Understanding the effect of solvent polarity on the polymorphism of
octadecanoic acid through spectroscopic techniques and DFT calculations
CRYSTENGCOMM, 21 (2):
297-309 (2019)DOI: 10.1039/c8ce01402g
Abstract
In this work, the polymorphism of octadecanoic acid (C18H36O2, stearic
acid) was studied as a function of organic solvent polarity.

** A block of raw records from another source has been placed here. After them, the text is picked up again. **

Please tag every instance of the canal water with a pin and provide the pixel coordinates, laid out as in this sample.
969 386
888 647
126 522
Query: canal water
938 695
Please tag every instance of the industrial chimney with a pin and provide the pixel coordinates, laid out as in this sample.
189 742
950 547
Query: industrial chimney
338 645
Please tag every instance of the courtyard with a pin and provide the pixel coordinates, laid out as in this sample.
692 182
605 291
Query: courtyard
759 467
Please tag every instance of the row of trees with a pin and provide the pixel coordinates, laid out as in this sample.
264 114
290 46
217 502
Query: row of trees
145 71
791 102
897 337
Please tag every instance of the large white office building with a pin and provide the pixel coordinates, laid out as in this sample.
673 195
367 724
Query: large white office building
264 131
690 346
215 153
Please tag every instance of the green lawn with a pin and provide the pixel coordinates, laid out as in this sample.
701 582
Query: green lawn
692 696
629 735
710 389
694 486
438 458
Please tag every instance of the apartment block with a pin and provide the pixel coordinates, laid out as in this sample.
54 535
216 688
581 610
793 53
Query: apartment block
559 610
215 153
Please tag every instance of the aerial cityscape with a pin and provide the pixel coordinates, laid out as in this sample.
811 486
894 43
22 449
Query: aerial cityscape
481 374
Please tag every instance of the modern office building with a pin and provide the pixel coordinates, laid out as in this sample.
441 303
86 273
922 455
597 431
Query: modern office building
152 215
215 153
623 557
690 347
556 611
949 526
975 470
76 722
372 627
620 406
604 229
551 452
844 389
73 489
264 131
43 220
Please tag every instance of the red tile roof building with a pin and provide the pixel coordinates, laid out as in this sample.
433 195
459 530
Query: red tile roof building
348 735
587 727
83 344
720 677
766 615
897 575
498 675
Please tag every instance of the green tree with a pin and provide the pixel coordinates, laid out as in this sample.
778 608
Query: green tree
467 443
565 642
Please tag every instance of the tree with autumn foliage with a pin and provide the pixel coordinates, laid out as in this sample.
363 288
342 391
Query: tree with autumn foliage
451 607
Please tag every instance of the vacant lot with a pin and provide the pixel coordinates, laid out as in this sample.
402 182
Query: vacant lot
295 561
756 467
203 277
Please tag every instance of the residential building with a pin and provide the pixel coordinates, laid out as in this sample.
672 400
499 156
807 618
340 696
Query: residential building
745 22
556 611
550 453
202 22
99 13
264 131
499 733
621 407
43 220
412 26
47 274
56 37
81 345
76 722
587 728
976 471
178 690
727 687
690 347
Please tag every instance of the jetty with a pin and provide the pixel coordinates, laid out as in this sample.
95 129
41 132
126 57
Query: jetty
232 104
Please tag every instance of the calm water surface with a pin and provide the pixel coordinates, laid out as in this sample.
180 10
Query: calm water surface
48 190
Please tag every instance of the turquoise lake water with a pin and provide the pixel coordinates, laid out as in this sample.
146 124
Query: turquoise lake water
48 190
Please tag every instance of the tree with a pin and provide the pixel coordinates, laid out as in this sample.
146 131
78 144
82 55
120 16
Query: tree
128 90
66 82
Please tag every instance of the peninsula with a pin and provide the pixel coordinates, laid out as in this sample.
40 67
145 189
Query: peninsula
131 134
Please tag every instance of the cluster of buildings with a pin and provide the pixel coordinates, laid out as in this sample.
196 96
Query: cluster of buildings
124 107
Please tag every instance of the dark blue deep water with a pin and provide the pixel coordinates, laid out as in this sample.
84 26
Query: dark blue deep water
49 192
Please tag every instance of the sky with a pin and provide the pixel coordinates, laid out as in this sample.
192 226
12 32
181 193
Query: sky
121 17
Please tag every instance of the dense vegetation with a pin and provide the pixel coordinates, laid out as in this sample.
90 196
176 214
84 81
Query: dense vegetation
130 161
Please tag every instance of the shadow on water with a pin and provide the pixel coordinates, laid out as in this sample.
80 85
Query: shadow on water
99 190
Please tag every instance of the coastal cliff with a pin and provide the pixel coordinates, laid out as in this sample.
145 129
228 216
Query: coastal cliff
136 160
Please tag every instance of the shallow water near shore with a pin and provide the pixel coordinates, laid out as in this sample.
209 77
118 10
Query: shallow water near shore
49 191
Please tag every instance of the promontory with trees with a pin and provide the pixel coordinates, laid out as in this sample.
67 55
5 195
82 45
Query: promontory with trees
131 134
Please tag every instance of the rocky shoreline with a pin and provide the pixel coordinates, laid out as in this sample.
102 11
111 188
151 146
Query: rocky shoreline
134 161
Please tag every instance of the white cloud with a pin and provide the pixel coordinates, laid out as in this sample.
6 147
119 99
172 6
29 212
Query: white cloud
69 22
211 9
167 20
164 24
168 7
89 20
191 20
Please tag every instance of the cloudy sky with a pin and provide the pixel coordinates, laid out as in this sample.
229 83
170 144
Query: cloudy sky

Polycrystalline samples of stearic acid were grown via a slow
evaporation method using five different solvents (hexane, heptane,
toluene, dichloromethane and methanol). The polymorphic forms were
investigated by X-ray diffraction (XRD) and two polymorphs were
identified: C (monoclinic) and B-m (monoclinic). The cell parameters of
the crystalline phases were obtained from refinement using the Rietveld
method, and their quantitative composition was estimated as a function
of the solvent polarity. The C form is the dominant structure for
crystals grown in hexane, heptane and toluene, while the B-m form is
dominant for crystals grown in dichloromethane and methanol. In
addition, Raman and Fourier-transform infrared (FT-IR) spectroscopy
combined with differential scanning calorimetry (DSC) were also used to
analyze the octadecanoic acid crystalline phases under the effect of the
solvent polarity and corroborated well the XRD studies. Besides, Raman
and infrared spectra were calculated via density functional theory to
elucidate the polymorphic behavior of octadecanoic acid which presented
a good agreement with experimental results. The DSC measurements
provided information on the thermodynamic behavior of the polymorphism
phenomenon and demonstrated that the C form of octadecanoic acid is the
most stable form at high temperatures.